Anche la scoperta di nuovi farmaci rappresenta uno degli ambiti in cui l’intelligenza artificiale potrebbe avere un impatto rivoluzionario. L’AI può accelerare questo percorso individuando molecole promettenti, prevedendo le loro interazioni biologiche ed eliminando precocemente quelle con minori probabilità di successo. Di conseguenza, le aziende farmaceutiche potrebbero ridurre significativamente sia i costi sia i tempi di sviluppo, aumentando al contempo le probabilità di portare sul mercato nuove terapie efficaci.

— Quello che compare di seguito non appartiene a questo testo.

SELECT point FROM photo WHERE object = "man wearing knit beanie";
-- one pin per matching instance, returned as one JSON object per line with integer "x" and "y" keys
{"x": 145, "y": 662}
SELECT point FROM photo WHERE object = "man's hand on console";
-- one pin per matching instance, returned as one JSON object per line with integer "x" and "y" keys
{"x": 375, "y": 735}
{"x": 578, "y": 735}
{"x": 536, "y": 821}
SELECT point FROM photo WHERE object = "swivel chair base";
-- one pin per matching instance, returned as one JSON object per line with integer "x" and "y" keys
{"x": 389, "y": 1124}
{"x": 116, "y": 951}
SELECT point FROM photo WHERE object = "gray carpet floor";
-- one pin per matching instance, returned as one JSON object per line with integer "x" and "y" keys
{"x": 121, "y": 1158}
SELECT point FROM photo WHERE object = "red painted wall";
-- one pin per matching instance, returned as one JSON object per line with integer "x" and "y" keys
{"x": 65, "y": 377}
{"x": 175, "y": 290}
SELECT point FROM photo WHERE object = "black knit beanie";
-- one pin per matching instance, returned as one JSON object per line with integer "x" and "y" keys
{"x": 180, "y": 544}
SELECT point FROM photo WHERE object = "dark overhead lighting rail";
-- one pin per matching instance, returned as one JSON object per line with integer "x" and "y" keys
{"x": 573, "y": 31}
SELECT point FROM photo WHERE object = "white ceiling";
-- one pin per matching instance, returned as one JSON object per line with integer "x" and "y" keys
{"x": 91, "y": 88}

Gli algoritmi di machine learning possono aiutare i ricercatori a selezionare i pazienti più idonei, identificare potenziali problemi di sicurezza, monitorare i dati degli studi in tempo reale e analizzare risultati complessi con maggiore efficacia. Oltre alla ricerca e allo sviluppo, l’AI offre importanti opportunità per migliorare l’efficienza operativa dell’intero sistema sanitario. Ospedali, compagnie assicurative, laboratori e strutture sanitarie gestiscono quotidianamente enormi quantità di attività amministrative. L’automazione intelligente può semplificare la documentazione, ottimizzare la programmazione delle attività, migliorare l’allocazione delle risorse, ridurre i costi operativi.
Un altro potente motore di crescita per il settore sanitario è rappresentato dall’evoluzione demografica. Nei Paesi sviluppati la popolazione continua a invecchiare, determinando un aumento della domanda di servizi medici, farmaci, diagnostica e assistenza a lungo termine, creando un incremento strutturale della spesa sanitaria destinato a protrarsi per molti anni. Questo trend rappresenta una solida base per la crescita del settore nel lungo periodo, indipendentemente dalle oscillazioni economiche di breve termine.
Non tutte le aziende del settore saranno, però, in grado di beneficiare allo stesso modo dell’adozione dell’AI, rendendo fondamentale un’attenta selezione degli investimenti. Le imprese in grado di combinare competenze mediche avanzate con sofisticate capacità di analisi dei dati potrebbero essere le meglio posizionate per guidare la prossima ondata di innovazione. (riproduzione riservata)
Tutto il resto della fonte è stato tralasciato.